David Maraniss, the author of half-a-dozen great books and a Pulitzer Prize winner, has an important essay on football in the upcoming Feb. 11th issue of The New York Review of Books. He reviews several books and movies on the challenges to football -- from concussions to out-of-control spending on college football. There's a nice review of BILLION-DOLLAR BALL. Check it out.



THE NYT columnist Joe Nocera has a new piece about reforming football and basketball, paying players, and how to do all of this without wrecking college sports. Here's what i said online a few minutes ago.

Joe Nocera has an interesting take on setting up a market-based model to pay football and basketball players. He addresses several of the pitfalls but misses the most important issue: taxes. Once you declare football a business then it has to lose its special tax treatment, which it should anyway, in my opinion. That means no more tax deductions for fans paying thousands of dollars a season to secure seats at the Big House. Elite football programs depend on seat donations for one-third of their revenue. So, suddenly, they don't have all of the money Joe envisions, and his model probably doesn't work. Not sure how he missed this.


Proposing a Salary Cap Alongside the Gowns

A salary cap for college football and men’s basketball players would not break the bank or completely abandon free-market principles. Here’s how it might work.

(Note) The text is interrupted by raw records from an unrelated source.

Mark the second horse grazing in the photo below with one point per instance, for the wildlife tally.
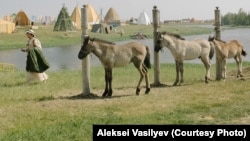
(226, 50)
(182, 49)
(112, 55)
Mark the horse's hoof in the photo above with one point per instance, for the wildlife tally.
(147, 91)
(138, 91)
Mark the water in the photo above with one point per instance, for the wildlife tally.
(66, 57)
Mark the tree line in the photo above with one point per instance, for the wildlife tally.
(241, 18)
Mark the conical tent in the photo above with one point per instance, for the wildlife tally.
(6, 27)
(76, 17)
(143, 19)
(93, 17)
(21, 19)
(111, 16)
(63, 22)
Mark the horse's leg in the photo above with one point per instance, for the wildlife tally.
(224, 67)
(110, 91)
(238, 60)
(139, 68)
(207, 65)
(182, 72)
(106, 83)
(177, 67)
(145, 71)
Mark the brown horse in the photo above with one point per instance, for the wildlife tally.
(227, 50)
(112, 55)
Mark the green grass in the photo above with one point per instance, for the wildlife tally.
(49, 111)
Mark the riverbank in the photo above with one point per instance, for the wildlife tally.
(49, 38)
(52, 110)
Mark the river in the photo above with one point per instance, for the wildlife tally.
(66, 57)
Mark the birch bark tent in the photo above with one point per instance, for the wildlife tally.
(22, 19)
(143, 19)
(6, 27)
(93, 17)
(112, 17)
(63, 22)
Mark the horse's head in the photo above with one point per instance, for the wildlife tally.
(211, 38)
(86, 48)
(158, 45)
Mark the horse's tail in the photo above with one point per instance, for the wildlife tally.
(211, 53)
(243, 52)
(147, 58)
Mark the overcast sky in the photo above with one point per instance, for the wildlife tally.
(169, 9)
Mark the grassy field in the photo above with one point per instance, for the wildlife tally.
(52, 110)
(49, 38)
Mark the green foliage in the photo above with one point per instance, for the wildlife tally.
(63, 22)
(242, 18)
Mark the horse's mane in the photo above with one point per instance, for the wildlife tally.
(104, 41)
(173, 35)
(220, 40)
(214, 38)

Not a good week to be a college football coach, I guess.

First, The University of Maryland fires Randy Esdall after the team got off to a 2-4 record. What's interesting here is that Maryland had just extended Edsall's contract four months earlier, saying he was the guy to elevate the Terps to football greatness. Oops. Maryland will now pay Edsall about $3 million, while having to come up with even more cash to hire a new, exciting coach. 

It used to be college would at least wait until the end of the season to fire the coach. But no more. As with everything else in our distracted, hyped-up culture, hiring and firing coaches has sped up dramatically. 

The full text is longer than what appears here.